Very similar to Great Weapon Fighting, this feat allows you, once per turn, to reroll a melee weapon’s damage die and use either total. It is a bit lackluster on its own but paired with other reroll feats, it can allow for some consistently high damage output.
Great Weapon Master
As mentioned before, this feat makes a weapon with the heavy property significantly better by giving you the option of taking a -5 penalty to the attack roll in exchange for +10 to the damage roll. This is excellent against particular creatures, such as the Nightwalker, with vast amounts of hit points but low AC.

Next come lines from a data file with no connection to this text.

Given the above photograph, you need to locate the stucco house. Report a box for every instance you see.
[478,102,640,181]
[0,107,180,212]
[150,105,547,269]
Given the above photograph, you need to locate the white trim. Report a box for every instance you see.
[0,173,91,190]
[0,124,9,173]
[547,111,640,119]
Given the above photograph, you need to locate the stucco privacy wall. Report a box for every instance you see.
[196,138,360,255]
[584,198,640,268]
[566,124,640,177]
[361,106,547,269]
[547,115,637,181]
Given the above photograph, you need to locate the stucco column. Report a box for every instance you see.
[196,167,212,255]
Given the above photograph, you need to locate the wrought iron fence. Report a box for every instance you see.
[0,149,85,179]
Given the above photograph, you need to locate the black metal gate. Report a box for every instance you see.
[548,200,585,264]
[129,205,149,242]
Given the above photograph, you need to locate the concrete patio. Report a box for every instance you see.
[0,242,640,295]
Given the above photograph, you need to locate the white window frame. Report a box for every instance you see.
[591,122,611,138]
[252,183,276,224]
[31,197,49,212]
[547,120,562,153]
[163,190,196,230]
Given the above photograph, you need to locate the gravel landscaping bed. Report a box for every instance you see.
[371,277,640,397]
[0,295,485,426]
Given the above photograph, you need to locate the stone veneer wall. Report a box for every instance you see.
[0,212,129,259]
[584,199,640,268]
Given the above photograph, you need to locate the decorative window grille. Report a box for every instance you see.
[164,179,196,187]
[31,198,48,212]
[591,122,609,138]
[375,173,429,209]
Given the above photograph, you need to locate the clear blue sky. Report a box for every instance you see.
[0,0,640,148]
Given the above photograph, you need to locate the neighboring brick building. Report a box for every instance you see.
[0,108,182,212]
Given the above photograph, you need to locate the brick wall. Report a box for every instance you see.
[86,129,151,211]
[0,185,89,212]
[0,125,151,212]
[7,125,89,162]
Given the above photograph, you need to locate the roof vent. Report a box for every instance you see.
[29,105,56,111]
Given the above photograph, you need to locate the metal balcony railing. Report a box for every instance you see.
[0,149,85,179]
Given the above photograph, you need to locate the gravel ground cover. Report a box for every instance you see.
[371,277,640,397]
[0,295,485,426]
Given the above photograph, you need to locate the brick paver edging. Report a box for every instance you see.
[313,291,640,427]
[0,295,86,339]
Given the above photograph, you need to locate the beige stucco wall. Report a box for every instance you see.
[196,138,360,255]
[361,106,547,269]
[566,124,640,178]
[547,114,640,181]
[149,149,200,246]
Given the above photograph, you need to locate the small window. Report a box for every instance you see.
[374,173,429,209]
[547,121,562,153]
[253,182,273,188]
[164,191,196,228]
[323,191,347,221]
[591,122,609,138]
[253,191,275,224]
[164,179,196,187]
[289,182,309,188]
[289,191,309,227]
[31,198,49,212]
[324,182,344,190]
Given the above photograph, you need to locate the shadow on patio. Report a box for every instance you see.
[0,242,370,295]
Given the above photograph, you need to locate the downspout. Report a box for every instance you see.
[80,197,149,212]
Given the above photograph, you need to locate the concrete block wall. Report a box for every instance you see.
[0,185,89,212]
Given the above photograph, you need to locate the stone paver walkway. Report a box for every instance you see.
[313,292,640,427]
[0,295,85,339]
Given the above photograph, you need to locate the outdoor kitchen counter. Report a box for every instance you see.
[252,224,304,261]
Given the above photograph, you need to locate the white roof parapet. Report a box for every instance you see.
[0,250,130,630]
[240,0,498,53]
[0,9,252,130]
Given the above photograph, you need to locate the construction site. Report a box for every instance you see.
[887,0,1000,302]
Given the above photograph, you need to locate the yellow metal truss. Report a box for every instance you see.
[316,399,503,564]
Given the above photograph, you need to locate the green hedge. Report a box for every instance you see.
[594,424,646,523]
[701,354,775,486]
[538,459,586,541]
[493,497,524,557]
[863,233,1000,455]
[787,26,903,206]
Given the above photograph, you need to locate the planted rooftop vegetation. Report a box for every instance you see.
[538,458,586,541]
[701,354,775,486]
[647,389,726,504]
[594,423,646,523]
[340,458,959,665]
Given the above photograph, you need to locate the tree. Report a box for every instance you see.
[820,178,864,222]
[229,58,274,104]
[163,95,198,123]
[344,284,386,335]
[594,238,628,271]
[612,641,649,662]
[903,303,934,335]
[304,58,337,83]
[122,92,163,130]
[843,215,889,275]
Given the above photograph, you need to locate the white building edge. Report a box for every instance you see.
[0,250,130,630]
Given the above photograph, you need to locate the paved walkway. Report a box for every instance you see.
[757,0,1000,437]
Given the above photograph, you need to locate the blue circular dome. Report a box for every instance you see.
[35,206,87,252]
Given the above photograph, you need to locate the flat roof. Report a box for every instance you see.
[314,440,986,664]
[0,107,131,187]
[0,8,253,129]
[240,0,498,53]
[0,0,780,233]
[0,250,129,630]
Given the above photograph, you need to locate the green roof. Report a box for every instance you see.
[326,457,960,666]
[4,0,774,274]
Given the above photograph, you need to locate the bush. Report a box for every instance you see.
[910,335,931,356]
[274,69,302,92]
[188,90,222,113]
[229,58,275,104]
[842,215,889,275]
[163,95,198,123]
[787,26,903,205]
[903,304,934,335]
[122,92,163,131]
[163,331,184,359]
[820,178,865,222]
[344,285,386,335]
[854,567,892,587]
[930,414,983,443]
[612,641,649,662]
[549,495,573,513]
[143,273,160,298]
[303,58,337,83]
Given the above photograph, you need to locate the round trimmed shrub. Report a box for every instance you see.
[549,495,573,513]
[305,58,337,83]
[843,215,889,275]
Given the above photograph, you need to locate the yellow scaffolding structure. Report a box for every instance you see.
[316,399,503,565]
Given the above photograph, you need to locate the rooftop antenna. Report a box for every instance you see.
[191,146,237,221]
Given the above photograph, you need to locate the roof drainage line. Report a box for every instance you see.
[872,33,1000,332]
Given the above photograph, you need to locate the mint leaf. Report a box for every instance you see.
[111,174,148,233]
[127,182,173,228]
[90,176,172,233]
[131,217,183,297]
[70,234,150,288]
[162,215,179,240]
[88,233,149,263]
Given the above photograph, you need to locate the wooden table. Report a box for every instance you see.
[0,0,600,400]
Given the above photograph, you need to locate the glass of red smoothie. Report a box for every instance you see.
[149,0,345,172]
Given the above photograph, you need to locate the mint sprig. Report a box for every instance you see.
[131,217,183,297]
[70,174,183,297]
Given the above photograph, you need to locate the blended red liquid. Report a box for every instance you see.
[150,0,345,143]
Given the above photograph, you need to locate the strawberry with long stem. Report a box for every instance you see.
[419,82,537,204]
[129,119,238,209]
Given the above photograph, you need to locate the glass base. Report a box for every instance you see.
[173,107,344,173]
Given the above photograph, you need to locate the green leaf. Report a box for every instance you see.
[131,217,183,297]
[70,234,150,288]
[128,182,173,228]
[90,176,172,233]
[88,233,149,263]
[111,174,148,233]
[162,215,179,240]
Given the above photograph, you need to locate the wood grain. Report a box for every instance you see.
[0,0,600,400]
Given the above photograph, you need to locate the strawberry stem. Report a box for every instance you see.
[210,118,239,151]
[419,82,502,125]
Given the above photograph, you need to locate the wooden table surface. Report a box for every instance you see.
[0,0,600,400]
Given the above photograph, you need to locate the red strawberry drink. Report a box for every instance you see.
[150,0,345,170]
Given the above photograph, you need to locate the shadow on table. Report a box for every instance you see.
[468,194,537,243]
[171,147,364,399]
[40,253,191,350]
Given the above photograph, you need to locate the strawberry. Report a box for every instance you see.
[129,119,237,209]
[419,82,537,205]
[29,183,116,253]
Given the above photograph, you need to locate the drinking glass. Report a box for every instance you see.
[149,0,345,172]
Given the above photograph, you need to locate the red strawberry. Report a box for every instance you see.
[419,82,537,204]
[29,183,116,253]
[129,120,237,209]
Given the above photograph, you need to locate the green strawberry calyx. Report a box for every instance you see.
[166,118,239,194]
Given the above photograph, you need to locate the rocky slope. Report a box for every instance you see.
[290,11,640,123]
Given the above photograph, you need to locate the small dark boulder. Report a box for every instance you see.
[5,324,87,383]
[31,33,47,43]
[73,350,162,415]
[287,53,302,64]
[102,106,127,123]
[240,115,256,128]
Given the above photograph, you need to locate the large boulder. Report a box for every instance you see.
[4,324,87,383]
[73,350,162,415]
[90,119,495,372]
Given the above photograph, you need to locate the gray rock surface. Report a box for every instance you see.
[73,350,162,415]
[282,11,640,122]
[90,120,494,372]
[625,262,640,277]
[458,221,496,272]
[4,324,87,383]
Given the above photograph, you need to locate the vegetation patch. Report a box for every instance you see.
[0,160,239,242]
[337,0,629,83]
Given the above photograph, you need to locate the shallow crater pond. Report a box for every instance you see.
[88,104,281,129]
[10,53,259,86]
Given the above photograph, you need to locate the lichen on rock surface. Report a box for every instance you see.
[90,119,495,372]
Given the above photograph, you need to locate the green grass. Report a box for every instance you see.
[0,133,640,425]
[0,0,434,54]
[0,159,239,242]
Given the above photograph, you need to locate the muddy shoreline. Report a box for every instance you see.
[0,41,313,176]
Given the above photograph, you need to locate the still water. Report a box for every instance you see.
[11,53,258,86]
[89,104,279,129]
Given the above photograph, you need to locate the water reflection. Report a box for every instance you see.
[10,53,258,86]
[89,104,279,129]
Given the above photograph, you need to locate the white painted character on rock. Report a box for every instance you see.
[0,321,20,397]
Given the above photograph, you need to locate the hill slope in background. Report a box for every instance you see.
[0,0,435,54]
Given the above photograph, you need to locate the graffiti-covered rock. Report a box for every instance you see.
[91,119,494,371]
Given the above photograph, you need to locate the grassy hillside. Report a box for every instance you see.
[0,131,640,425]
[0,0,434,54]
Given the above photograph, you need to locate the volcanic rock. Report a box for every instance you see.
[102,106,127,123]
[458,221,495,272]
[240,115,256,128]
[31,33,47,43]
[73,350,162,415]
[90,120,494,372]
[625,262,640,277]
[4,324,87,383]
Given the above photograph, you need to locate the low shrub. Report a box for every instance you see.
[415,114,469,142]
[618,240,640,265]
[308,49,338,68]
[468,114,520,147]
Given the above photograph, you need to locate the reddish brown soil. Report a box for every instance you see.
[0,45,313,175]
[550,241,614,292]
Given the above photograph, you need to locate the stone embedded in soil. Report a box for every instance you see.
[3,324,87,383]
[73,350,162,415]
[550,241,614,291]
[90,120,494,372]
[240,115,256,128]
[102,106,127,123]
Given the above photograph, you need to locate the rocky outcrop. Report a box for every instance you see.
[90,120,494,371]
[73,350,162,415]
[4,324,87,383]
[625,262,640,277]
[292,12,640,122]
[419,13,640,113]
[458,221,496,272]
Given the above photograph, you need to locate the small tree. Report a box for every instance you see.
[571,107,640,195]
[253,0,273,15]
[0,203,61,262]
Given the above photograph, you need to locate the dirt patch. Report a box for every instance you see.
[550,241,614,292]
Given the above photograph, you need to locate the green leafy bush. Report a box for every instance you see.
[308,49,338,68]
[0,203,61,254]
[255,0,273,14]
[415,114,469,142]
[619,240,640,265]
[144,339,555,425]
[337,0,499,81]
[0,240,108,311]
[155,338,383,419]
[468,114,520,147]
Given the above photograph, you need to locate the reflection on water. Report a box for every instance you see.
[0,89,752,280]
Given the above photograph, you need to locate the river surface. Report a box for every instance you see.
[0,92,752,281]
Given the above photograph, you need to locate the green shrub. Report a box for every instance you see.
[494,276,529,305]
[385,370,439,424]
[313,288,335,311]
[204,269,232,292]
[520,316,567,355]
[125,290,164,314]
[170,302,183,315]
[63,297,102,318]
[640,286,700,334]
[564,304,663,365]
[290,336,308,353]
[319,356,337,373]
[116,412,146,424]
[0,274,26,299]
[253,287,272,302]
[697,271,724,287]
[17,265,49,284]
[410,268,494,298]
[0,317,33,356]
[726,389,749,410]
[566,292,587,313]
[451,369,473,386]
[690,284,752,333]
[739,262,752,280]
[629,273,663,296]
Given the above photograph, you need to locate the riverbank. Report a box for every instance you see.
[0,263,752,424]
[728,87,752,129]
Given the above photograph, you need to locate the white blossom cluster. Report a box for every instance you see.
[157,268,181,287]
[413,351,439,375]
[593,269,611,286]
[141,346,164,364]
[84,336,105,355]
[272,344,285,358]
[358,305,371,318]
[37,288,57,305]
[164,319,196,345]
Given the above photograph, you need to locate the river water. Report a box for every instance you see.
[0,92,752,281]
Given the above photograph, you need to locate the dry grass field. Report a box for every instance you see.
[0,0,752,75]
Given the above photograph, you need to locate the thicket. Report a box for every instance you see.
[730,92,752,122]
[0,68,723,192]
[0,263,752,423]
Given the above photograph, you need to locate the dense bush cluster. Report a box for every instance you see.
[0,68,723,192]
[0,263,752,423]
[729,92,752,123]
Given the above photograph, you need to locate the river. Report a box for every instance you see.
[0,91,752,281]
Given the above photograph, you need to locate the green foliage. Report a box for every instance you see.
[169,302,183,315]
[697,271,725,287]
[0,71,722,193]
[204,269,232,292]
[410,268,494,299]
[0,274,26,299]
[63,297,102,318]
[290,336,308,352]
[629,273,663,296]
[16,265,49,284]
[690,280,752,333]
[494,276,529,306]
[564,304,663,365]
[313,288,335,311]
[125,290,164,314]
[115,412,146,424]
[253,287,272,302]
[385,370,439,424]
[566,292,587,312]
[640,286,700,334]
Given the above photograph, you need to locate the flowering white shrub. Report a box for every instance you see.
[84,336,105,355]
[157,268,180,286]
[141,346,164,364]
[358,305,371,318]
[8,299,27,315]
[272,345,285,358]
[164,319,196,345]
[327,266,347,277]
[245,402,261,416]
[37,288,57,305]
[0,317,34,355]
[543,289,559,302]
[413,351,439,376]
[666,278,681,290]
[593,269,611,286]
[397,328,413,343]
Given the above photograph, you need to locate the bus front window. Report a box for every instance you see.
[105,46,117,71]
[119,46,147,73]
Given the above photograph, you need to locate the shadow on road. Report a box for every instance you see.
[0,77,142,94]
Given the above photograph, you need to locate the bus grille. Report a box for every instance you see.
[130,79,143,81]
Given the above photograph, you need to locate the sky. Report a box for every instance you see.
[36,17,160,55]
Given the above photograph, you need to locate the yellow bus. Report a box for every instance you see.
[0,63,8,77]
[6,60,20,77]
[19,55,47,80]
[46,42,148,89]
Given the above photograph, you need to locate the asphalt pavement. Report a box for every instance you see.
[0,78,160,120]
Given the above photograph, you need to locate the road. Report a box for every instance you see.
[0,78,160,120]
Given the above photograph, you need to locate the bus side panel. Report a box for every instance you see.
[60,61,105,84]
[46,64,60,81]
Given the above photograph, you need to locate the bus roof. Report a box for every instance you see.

This feat also helps with your action economy, allowing you to take another attack as a bonus action every time you land a critical hit or reduce a creature to 0 hit points.
Creatures that Use Mauls
Of course, player characters aren’t the only ones that can use mauls. You can encounter many creatures along your adventures that might also take a shine to the sledgehammer. Here are a few examples of them:
A relative of the troll, the moss lurker is found in forests and caves. They are covered in moss (hence the name) and smell of damp fungus. They either wear simple garments of leather and wool or nothing at all, often covering themselves in mud and grass to blend in with their surroundings.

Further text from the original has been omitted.